Axioms of Probability

What

The axioms of probability are the foundational rules that define valid probability measures in any probability space. There are three key axioms:

Axiom 1: Non-negativity

$0 \leq P(A) \leq 1$ for any event $A$.

Defines: probability that the outcome of the experiment is an outcome in $A$ is some number between 0 and 1.
Axiom 2: Normalization (Total Probability)

$P(S)=1$ where $S$ is the sample space.

Defines: with probability 1, the outcome will be a point in the sample space $S$.
Axiom 3: Countable Additivity (Disjoint Events)

If $A∩B=∅$, then $P(A \cup B) = P(A) + P(B)$

Defines: for any sequence of mutually exclusive events, the probability of at least one of these events occurring is just the sum of their respective probabilities.

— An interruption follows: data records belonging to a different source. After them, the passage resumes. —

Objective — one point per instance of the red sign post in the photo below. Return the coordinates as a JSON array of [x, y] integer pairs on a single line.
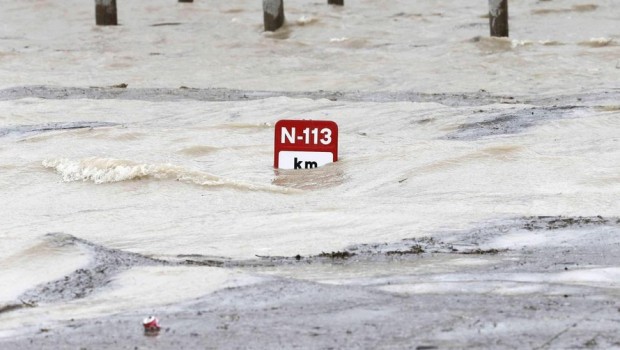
[[305, 144]]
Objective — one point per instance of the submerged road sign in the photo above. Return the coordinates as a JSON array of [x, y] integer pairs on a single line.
[[305, 144]]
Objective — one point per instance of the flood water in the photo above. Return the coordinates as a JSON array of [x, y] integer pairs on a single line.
[[536, 132]]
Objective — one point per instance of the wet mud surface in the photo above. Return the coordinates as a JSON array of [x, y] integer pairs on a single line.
[[47, 127], [519, 283]]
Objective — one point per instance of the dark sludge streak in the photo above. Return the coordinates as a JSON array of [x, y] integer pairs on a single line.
[[594, 247], [510, 122], [47, 127], [479, 98]]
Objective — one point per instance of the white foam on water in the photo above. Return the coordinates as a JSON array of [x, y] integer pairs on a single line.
[[397, 175], [107, 170]]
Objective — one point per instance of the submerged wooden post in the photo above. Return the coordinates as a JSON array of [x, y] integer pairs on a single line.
[[273, 14], [105, 12], [498, 17]]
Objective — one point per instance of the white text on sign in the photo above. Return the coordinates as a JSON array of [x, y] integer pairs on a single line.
[[305, 144]]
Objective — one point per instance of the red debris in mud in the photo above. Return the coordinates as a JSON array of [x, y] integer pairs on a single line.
[[151, 324]]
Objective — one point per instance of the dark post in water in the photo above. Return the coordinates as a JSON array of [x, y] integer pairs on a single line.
[[498, 17], [105, 12], [273, 14]]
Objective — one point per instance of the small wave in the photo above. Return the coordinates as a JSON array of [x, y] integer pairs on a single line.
[[109, 170]]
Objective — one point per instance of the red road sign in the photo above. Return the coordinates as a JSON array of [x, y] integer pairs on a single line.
[[305, 144]]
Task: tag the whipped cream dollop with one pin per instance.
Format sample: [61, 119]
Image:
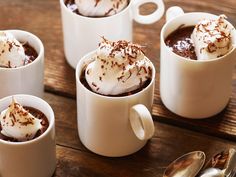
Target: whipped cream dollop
[117, 68]
[18, 123]
[12, 53]
[212, 38]
[100, 8]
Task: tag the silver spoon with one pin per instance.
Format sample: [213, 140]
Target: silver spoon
[222, 164]
[187, 165]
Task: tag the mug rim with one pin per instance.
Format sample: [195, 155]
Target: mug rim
[83, 60]
[187, 59]
[46, 133]
[40, 53]
[63, 5]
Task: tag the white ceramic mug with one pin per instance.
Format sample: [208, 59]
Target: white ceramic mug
[113, 126]
[26, 79]
[194, 88]
[82, 34]
[34, 158]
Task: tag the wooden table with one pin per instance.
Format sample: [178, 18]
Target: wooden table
[173, 136]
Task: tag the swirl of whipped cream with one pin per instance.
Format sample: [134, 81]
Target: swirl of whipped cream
[100, 8]
[117, 68]
[18, 123]
[212, 38]
[12, 53]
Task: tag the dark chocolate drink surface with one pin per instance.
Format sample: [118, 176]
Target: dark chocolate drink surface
[181, 43]
[30, 52]
[37, 114]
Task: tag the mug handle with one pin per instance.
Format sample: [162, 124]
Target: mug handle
[173, 12]
[151, 18]
[141, 122]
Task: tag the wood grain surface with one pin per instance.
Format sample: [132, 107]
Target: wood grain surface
[170, 140]
[168, 143]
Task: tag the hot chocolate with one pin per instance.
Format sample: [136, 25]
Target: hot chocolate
[118, 69]
[14, 53]
[209, 39]
[22, 123]
[181, 43]
[96, 8]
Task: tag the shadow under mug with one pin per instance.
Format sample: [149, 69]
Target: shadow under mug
[83, 34]
[33, 158]
[194, 88]
[26, 79]
[113, 126]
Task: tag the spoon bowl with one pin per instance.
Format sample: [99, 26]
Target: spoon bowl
[220, 165]
[187, 165]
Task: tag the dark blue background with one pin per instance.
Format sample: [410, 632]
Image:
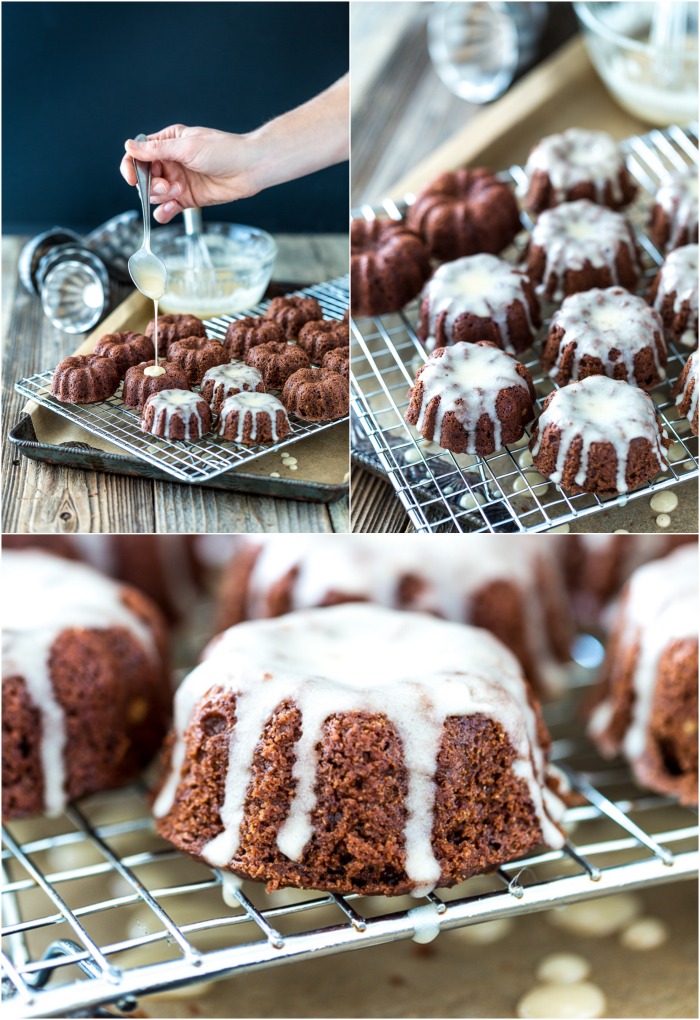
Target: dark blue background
[81, 78]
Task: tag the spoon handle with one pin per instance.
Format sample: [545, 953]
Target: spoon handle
[143, 181]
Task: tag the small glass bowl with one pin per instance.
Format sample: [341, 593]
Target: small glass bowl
[242, 259]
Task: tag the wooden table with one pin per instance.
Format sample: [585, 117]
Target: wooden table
[43, 498]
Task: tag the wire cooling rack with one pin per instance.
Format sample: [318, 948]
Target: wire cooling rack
[208, 457]
[444, 492]
[97, 910]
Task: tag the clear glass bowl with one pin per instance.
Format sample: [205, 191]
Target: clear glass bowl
[241, 265]
[656, 85]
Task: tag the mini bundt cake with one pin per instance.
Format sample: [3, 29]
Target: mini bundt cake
[521, 599]
[196, 355]
[599, 436]
[316, 395]
[580, 245]
[171, 327]
[319, 338]
[177, 414]
[277, 362]
[388, 266]
[471, 398]
[125, 350]
[392, 753]
[463, 213]
[675, 214]
[673, 294]
[686, 391]
[648, 707]
[476, 298]
[226, 380]
[291, 313]
[575, 164]
[606, 333]
[85, 683]
[249, 332]
[251, 418]
[85, 378]
[141, 380]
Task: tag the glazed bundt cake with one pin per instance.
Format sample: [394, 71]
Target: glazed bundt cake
[125, 350]
[389, 264]
[177, 414]
[142, 380]
[471, 398]
[251, 418]
[85, 378]
[85, 685]
[673, 218]
[242, 335]
[599, 436]
[686, 391]
[648, 707]
[606, 333]
[575, 164]
[476, 298]
[277, 362]
[580, 245]
[519, 599]
[673, 294]
[226, 380]
[393, 754]
[316, 395]
[463, 213]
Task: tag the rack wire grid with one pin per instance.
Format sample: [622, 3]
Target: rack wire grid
[208, 457]
[444, 492]
[98, 910]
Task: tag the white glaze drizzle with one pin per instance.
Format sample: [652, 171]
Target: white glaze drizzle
[480, 285]
[599, 320]
[600, 410]
[578, 232]
[50, 595]
[414, 670]
[467, 378]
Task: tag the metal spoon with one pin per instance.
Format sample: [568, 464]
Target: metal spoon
[146, 269]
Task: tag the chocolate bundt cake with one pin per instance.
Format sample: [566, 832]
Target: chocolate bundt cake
[521, 599]
[575, 164]
[171, 327]
[141, 380]
[673, 294]
[125, 350]
[599, 436]
[226, 380]
[319, 338]
[247, 333]
[251, 418]
[277, 362]
[177, 414]
[471, 398]
[292, 313]
[606, 333]
[393, 754]
[673, 218]
[578, 246]
[389, 264]
[85, 378]
[463, 213]
[85, 685]
[316, 395]
[196, 355]
[686, 391]
[476, 298]
[648, 707]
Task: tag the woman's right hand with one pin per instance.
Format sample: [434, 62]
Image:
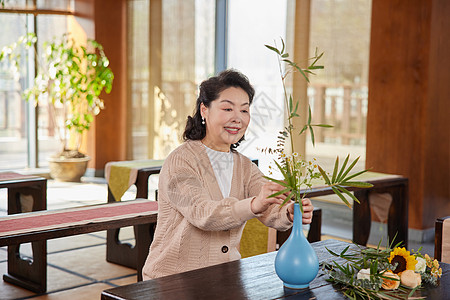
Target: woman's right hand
[261, 202]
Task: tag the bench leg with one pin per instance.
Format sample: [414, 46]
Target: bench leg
[362, 219]
[126, 255]
[27, 273]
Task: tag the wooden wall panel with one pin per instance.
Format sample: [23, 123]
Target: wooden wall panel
[406, 104]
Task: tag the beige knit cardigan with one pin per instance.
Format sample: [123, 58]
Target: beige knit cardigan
[196, 226]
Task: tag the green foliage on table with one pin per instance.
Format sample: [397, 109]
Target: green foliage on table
[298, 173]
[344, 274]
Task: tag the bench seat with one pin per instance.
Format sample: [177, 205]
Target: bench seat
[44, 225]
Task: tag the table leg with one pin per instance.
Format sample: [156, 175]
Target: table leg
[398, 215]
[144, 234]
[361, 218]
[123, 253]
[30, 273]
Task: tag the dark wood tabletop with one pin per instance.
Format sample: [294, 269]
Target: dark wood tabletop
[249, 278]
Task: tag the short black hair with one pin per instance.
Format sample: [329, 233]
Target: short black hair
[209, 91]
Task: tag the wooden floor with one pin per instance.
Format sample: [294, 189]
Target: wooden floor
[77, 268]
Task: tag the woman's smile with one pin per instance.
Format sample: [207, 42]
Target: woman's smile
[226, 119]
[232, 130]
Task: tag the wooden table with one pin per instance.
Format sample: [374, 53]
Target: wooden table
[249, 278]
[36, 187]
[396, 186]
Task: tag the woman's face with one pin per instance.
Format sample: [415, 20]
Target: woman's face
[226, 119]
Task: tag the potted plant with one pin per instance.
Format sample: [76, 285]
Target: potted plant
[70, 79]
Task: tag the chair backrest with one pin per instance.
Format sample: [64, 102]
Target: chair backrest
[442, 240]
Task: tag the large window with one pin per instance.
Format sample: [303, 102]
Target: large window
[247, 35]
[27, 135]
[338, 94]
[171, 52]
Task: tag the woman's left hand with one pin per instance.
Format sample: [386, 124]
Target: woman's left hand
[307, 211]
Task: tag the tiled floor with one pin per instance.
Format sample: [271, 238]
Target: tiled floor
[77, 268]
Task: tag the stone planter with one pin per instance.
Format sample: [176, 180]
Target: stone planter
[68, 169]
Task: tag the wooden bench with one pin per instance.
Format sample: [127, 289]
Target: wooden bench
[44, 225]
[441, 244]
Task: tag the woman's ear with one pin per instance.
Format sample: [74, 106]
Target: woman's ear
[203, 110]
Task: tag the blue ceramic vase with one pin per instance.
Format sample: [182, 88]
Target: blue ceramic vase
[296, 263]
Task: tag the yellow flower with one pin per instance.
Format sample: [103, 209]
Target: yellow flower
[390, 284]
[410, 278]
[404, 260]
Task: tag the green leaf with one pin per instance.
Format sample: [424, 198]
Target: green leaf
[277, 181]
[280, 192]
[273, 49]
[312, 135]
[344, 190]
[323, 125]
[309, 115]
[290, 103]
[338, 179]
[359, 184]
[292, 194]
[304, 129]
[324, 175]
[336, 166]
[354, 175]
[339, 194]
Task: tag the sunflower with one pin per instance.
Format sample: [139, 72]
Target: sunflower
[404, 260]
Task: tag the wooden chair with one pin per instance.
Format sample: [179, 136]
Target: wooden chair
[442, 240]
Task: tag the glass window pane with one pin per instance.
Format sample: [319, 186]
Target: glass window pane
[62, 5]
[48, 27]
[341, 29]
[138, 62]
[13, 120]
[18, 4]
[247, 36]
[185, 58]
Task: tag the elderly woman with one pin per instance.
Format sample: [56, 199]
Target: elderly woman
[208, 190]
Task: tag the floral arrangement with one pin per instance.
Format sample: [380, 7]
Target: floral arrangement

For any sequence of mutually exclusive events $E1, E2, ...$ (that is, events for which $E_iE_j= Ø$ when $i ≠ j$),

$$ P\left( \bigcup_{i=1}^{\infty} E_i \right) = \sum_{i=1}^{\infty} P(E_i)

$$

We refer to $P(E)$ as the probability of the event $E$.

How

These axioms are applied to:

Ensure probability values are valid (between 0 and 1)
Build complex probabilities from simple events (e.g., unions, complements)
Derive further rules like:
- $P(A^c) = 1 - P(A)$
  - $A^c$ or $A`$ means everything but $A$ inside sample space $S$
  - $^c$ or $`$ is called as a complement in Set Theory.
- $P(A \cup B) = P(A) + P(B) - P(A \cap B)$
- Inclusion–exclusion principle

Why

Logical consistency: Forms the basis of probability theory
Scalability: Allows building rules for combinations, sequences, and conditional events
Universality: All valid probability models (discrete or continuous) obey these axioms
Practicality: Used in statistics, machine learning, risk analysis, etc.